The image above may look like a fairly normal picture of the night sky, but what you’re looking at is a lot more special than just glittering stars. Each of those white dots is an active supermassive black hole.
And each of those black holes is devouring material at the heart of a galaxy millions of light-years away – that’s how they could be pinpointed at all.
By combining 256 hours of observations of the northern sky, astronomers have created a map showing 25,000 supermassive black holes. This is the most detailed celestial map in the field of so-called low radio frequencies.
The map covers 4% of the sky in the northern hemisphere. Scientists used supercomputers with new algorithms to create this map, which correct the ionosphere’s effect every four seconds.
The astronomers used 52 stations with LOFAR antennas located across nine European countries, including Leiden astronomers.
Stars or black holes?
The map seems to have several thousand stars, but they are supermassive black holes located in separate, distant galaxies.
Research leader Francesco de Gasperin (formerly Leiden University, now Universität Hamburg, Germany) says about the study: “This results from many years of work on incredibly difficult data. We had to invent new methods to convert the radio signals into images of the sky.”
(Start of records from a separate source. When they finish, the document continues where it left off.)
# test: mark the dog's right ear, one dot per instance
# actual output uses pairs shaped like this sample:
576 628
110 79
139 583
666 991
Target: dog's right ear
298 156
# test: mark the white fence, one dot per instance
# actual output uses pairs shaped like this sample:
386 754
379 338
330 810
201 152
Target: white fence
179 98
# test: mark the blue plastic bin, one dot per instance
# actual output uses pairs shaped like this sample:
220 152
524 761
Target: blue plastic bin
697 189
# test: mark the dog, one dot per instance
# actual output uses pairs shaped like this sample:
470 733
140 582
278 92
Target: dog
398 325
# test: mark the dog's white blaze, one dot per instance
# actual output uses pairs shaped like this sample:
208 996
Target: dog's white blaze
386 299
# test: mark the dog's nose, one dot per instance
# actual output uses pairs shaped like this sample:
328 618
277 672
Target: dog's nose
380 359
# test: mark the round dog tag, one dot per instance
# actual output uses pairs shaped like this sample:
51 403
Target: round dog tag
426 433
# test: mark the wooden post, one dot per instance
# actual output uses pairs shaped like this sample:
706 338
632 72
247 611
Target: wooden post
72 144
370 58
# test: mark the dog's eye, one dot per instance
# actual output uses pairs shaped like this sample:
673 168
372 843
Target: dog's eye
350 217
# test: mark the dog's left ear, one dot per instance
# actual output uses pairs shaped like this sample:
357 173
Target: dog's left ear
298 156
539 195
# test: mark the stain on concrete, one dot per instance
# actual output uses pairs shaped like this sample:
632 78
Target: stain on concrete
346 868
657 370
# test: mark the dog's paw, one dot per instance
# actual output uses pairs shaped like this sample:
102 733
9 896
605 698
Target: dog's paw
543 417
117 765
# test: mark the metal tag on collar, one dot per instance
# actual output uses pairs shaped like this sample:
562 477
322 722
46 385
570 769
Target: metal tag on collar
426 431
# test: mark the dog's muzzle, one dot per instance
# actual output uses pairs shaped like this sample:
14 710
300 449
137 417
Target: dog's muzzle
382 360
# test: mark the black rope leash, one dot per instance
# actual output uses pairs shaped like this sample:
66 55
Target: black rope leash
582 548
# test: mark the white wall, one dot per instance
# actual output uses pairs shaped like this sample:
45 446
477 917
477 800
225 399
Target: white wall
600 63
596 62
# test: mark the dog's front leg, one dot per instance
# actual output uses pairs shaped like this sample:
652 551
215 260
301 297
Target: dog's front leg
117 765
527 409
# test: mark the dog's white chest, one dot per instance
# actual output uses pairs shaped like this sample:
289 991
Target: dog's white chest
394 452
Co-author Reinout van Weeren (Leiden Observatory) explains, “Observations at long radio wavelengths are complicated by the ionosphere that surrounds the Earth. This layer of free electrons acts like a cloudy lens that constantly moves across the radio telescope. It’s similar to when you try to see the world while immersed in a swimming pool. When you look up, the waves on the water of the pool deflect the light rays and distort the view.”
Along with supermassive black holes, the map offers a window to the universe‘s large-scale structure, among other things.
The study is published in Astronomy & Astrophysics.